29. What do you call a Jedi who always knows the odds are in his favor?
Sure-Luke.
30. What do you call a potato that has turned to the Dark side?
Vader Tots.
31. Why do Rebel pilots always carry pencils?
To draw their X-wings.
32. Why did the angry Jedi cross the road?
To get to the Dark Side.
33. Why do the Sith always shop at second-hand stores?
Because they don’t mind a little wear and Darth.
34. What do you get if you mix a bounty hunter with a tropical fruit?
Mango Fett.
35. Why was the broom late?
It over-swept, like a Jedi during meditation.
36. Why don’t you play hide and seek with Yoda?
Because good luck hiding from him, you will not.
37. What do you call a Jedi in denial?
Obi-Wan Cannot Be.
38. What do you call a Jedi who loves gardening?
A Plant Skywalker.
39. Why don’t celebrities fight each other in Star Wars?
Because they don’t want to draw too much Anakin.
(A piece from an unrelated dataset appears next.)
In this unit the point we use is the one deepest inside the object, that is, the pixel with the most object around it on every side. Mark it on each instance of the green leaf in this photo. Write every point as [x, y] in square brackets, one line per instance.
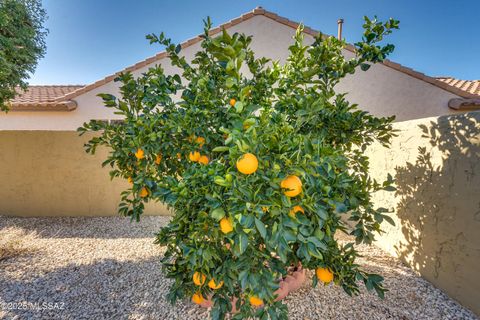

40. What do you call a pirate droid?
Arr-2-D2.
41. What do you call a Mexican Jedi?
Obi-Juan Kenobi.
42. How does Darth Vader like his toast?
On the dark side.
43. Why was the math book sad?
Because it had too many problems, like the Galactic Senate.
44. Why did Yoda refuse to be filmed for a documentary?
Because he was camera shy!
45. What goes, “Ha, ha, ha, haaaa…. AGGGHHHH! Thump”?
An Imperial Officer laughing at Darth Vader.
46. What do you call a Sith who is caught in the rain?
A wet Sith.
47. What do you call a nervous Jedi?
Panicking Skywalker.
48. What do you call a droid that takes the long way around?
R2 detour.
49. Why couldn’t Luke find Leia at first?
She was in dis-guise.
50. Why didn’t Luke Skywalker cross the road?
Because he got a bad feeling about it.
51. What’s a Rebel’s favorite TV talent show?
The X-wing Factor.
52. Why don’t you ever tell secrets on the Star Destroyer?
Because it’s full of Leias.
53. What do you call an invisible droid?
C-through-PO.
54. How do you unlock doors on Kashyyyk?
With a Woo-key.
55. What do Gungans store their food in?
Jar Jars.
56. Why did Anakin’s Skywalker coffee taste bad?
He forgot to Luke warm it.
57. Why did episodes 4, 5, and 6 come before 1, 2, and 3?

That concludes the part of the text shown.